October 21, 2004:
Awkward Things
When I was 19 or so I decided at the last minute to go on Spring Break. I was in my first year at university but I was very much not a Spring Break person. Still, I went. I stayed with three frat boys I had just met. And I had a good time. Somewhere near the end, one of the frat boys, the one we called Pat Sajak, offered me a cigarette. I didn’t smoke. He handed me the cigarette and I held it out in midair waiting for my light. For some reason this stands out as a particularly awkward moment. It had to be no secret by then that I didn’t fit in, that I wasn’t anything, that I wasn’t a Spring Break person, that I wasn’t a drinker or a partier or a smoker, but I felt that that particular moment had revealed everything.
You’re out and it’s the middle of the day and you realize your zipper is way down. You probably have a pair of pants just like these. They are nice and comfortable and perhaps they go with nearly everything and maybe even they are drip dry and they don’t require ironing but they have a sinking zipper and you always forget that.
You sneeze what you think is going to be a regular sneeze only it isn’t. It’s a carrier sneeze. And there you are, palming a sneeze, with no place to put it. Man, that’s awkward.
Waving back at someone who is waving to someone just behind you. Nearly every person of high school age. Overhearing somebody talking about you. Being overheard talking about that person. When accidentally intruding upon somebody, the moment you wait to announce yourself. Opening your apartment door just as the mailman is about to deliver your mail. He’s startled and you’re startled. And now he doesn’t even know where to put the mail so he hands it to you abruptly.

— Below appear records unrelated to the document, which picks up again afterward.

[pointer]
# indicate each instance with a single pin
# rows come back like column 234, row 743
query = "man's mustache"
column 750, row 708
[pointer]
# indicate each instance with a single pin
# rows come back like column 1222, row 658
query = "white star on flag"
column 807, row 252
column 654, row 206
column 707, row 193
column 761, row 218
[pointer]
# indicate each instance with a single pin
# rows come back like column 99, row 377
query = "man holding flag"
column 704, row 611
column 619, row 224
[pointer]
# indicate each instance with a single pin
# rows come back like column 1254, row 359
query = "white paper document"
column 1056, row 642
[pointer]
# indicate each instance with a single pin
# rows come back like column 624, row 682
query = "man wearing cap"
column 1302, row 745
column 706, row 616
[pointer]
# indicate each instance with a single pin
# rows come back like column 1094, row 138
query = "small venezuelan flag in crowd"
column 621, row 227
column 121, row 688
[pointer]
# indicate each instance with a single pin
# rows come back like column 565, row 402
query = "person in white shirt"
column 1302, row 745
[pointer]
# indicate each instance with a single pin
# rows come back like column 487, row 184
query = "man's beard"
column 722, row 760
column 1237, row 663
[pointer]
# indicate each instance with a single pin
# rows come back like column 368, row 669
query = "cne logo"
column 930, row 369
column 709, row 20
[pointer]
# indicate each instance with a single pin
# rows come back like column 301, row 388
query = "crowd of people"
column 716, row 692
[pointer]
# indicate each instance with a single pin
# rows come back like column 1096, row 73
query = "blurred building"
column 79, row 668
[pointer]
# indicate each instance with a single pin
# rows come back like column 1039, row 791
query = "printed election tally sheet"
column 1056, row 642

Asking a question that expects an answer and receiving silence. Asking a question that doesn’t expect an answer and getting one. Misconstrued sarcasm. Sex, when it’s wrong, very awkward business, that. Calling a friend on his birthday when you didn’t know it was his birthday. When you’re single, meeting up with recently married friends. They say they don’t want anything to be different, but it’s always different.